With the emerging sequence technology and bioinformatics tools, it is possible to assemble a nearly complete genome sequence. With cytogenetic advances to measure the genome size (such as flow cytometry), a genome size estimation is a useful first step in a complete genome sequencing project. The amount of sequencing data required to produce a given level of coverage depends on the 1C amount of DNA per cell (including ploidy level), and for most species, this can be found in the Kew Plant Genome Database. Most plant genome assemblies are smaller than the cytogenetic genome estimation size; this may be because of assembly errors or difficult-to-approach genomic regions, like centromeric and repetitive regions in the plant genome, where assemblers struggle (physical maps, such as Bionano, resolve such issues).
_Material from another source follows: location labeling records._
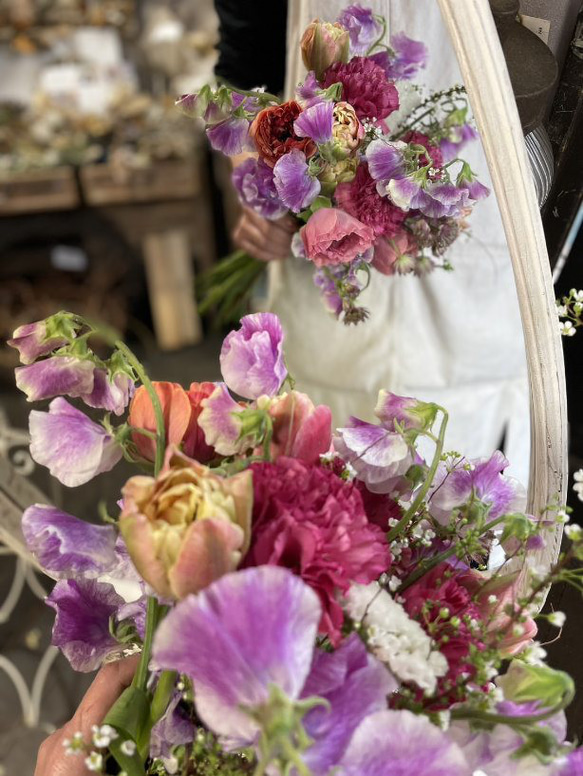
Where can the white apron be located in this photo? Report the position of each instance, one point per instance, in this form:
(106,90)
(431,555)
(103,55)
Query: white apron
(453,337)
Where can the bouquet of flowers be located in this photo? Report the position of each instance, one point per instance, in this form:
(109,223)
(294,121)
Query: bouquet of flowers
(367,195)
(306,602)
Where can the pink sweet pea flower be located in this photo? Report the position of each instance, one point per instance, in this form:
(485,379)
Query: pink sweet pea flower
(300,430)
(494,596)
(333,237)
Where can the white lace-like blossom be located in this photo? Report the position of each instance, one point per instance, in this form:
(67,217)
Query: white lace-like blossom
(394,638)
(578,486)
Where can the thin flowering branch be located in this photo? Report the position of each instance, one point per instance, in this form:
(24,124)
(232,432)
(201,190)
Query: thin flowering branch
(412,511)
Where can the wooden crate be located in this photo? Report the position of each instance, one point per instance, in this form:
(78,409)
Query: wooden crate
(38,190)
(162,181)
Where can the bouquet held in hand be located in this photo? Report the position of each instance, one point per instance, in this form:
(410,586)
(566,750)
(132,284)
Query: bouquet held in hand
(368,192)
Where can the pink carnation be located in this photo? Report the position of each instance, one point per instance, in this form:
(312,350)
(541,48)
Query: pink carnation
(308,520)
(365,86)
(437,590)
(361,199)
(333,237)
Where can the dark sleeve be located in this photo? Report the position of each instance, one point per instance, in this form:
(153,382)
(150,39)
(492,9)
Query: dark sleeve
(252,43)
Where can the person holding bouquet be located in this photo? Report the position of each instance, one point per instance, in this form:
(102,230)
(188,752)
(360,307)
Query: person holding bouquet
(450,337)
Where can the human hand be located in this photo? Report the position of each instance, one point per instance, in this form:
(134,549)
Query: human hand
(106,688)
(264,239)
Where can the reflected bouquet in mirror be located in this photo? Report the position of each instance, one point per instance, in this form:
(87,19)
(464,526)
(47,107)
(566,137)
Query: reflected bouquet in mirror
(369,189)
(302,600)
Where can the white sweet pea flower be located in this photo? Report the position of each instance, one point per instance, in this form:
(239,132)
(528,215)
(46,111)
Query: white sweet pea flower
(394,638)
(557,619)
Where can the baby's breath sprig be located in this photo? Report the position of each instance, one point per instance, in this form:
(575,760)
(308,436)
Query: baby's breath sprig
(570,310)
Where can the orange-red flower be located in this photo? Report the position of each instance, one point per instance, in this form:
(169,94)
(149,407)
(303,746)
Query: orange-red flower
(181,410)
(273,132)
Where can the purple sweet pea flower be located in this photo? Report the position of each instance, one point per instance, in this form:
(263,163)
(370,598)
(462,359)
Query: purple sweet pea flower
(410,56)
(219,422)
(77,378)
(70,445)
(441,200)
(476,190)
(400,743)
(406,411)
(493,752)
(380,457)
(309,90)
(385,160)
(66,546)
(574,764)
(296,188)
(230,137)
(111,394)
(233,670)
(81,631)
(363,28)
(251,358)
(32,341)
(173,729)
(59,375)
(459,136)
(253,181)
(316,122)
(485,481)
(355,685)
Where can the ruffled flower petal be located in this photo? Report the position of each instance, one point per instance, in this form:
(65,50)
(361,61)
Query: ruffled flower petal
(316,122)
(81,631)
(296,188)
(252,357)
(70,445)
(400,742)
(213,638)
(56,376)
(66,546)
(355,685)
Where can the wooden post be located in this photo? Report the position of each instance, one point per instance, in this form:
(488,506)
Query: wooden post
(171,289)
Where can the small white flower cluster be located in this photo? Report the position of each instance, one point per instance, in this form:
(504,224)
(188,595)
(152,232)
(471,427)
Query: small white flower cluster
(578,486)
(557,619)
(570,306)
(103,736)
(395,639)
(534,654)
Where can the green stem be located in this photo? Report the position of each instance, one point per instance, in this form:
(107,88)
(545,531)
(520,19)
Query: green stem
(426,567)
(162,695)
(264,96)
(410,513)
(141,675)
(379,40)
(147,383)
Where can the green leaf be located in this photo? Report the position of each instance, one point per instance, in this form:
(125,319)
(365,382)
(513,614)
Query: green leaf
(130,716)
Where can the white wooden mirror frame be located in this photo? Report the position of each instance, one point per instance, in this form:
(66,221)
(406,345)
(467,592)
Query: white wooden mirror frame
(483,67)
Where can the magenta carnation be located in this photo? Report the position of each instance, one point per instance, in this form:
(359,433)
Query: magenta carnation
(436,591)
(306,519)
(361,199)
(365,86)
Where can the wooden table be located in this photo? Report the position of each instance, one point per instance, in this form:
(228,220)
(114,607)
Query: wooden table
(164,210)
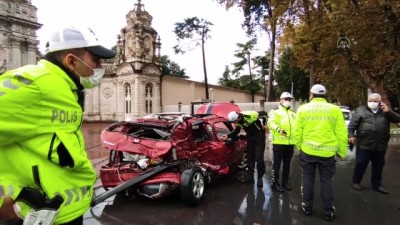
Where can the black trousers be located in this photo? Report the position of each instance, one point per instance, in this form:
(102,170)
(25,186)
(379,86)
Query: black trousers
(77,221)
(255,154)
(363,157)
(326,168)
(282,153)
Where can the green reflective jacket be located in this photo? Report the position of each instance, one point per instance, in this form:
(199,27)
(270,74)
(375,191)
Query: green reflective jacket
(320,129)
(41,143)
(282,119)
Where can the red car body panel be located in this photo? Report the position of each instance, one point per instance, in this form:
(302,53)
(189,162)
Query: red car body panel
(139,145)
(218,108)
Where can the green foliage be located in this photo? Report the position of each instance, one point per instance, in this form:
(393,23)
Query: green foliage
(288,74)
(170,68)
(255,79)
(187,30)
(195,29)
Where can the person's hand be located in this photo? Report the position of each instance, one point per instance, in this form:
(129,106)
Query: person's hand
(282,132)
(338,157)
(7,209)
(384,107)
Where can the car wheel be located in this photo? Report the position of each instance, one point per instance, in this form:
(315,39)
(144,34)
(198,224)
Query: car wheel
(242,176)
(192,186)
(243,162)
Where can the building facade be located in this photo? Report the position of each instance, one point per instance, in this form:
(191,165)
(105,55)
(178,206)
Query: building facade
(18,40)
(134,86)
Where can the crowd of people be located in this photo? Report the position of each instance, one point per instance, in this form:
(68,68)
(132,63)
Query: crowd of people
(41,117)
(320,134)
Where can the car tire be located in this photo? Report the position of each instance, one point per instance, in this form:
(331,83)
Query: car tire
(242,175)
(192,186)
(243,162)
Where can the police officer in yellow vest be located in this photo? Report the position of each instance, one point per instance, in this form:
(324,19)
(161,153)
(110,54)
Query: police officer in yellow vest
(41,143)
(320,134)
(253,123)
(281,125)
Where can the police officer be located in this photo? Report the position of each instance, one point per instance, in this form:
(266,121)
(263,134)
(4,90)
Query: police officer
(41,143)
(281,125)
(320,134)
(369,129)
(255,134)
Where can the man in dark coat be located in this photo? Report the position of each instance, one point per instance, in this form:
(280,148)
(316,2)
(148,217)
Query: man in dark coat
(369,130)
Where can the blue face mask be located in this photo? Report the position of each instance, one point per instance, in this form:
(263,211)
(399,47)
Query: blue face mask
(94,80)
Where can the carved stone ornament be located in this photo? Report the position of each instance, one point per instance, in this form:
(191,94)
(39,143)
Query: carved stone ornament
(107,92)
(124,69)
(151,69)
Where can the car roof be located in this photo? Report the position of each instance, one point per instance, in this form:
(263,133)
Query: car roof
(218,108)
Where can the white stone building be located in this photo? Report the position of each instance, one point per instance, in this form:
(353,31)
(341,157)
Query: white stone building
(133,85)
(18,40)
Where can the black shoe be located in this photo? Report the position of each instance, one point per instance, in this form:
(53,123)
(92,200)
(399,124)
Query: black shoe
(328,216)
(259,182)
(381,190)
(277,187)
(287,187)
(306,209)
(357,186)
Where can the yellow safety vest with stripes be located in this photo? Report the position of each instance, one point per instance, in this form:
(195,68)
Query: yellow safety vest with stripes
(40,131)
(282,119)
(320,129)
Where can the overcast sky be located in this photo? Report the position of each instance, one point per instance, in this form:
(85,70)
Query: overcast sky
(107,17)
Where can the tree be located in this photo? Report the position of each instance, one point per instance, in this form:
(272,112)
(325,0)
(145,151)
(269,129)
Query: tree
(262,15)
(227,81)
(189,28)
(372,29)
(170,68)
(244,56)
(252,81)
(291,78)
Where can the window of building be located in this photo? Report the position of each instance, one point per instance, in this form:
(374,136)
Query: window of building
(128,99)
(149,98)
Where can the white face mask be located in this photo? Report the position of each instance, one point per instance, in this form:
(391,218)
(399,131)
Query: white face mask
(373,105)
(286,104)
(91,81)
(94,80)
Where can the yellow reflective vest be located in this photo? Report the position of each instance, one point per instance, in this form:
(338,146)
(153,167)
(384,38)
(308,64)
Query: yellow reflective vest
(41,143)
(282,119)
(320,129)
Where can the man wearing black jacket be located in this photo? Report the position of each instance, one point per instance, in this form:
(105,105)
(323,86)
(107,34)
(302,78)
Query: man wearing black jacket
(253,123)
(369,130)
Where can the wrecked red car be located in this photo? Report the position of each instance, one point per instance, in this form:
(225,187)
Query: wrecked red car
(171,152)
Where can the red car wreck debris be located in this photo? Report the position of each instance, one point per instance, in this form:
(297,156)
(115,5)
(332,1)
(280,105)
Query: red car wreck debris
(165,152)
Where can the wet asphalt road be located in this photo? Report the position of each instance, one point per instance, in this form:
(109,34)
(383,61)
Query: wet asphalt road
(228,202)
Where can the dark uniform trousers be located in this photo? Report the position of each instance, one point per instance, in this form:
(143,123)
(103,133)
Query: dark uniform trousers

Some of the assembled plant genome sizes are quite close to the cytogenetic estimated size, indicating the assembler has captured the majority of the genome content. Assemblies above the estimated size, however, may need refinement to reduce contaminants or alter the assembly parameters.

The genome assembly provides the coordinate system for the gene models and other genomic features, like SNPs, Indels, SSRs, etc. Predicting the gene models with ab initio gene findings and supporting evidence in the form of RNA data increases the accuracy. However, this may not list out the complete complement of genes of the species for which resequencing a wide range of diverse accessions will reveal more genes that are genotype-specific. For example, the resequencing of >1000 wild and cultivated rice accessions has predicted the presence of thousands of genes with lower sequence diversity in cultivated rice, indicating a rice domestication genetic bottleneck [114,152]^[47][84]. Moreover, genetic diversity is often reduced during domestication, and resequencing a single individual may not capture the species-wide gene content. Thus, the concept of the pan-genome was developed and adapted to plants’ genomes to identify the species-wide gene content. The core genome is usually defined as the housekeeping genes (which must be present for the organism to survive and reproduce) and the variable/dispensable genes (these genes are present or absent in a particular cultivar/accession of a species) that exhibit the gene diversity or variability in a species. Thus, the first plant pan-genomes appeared in 2007, describing the variable genes in rice and maize genomes, and were later adapted to a wide range of plant genomes [153]^[85], including banana [154]^[86], white lupin [155]^[87], barley [156]^[88], wheat [156]^[88], wheat panache [157]^[89], and sorghum [158]^[90].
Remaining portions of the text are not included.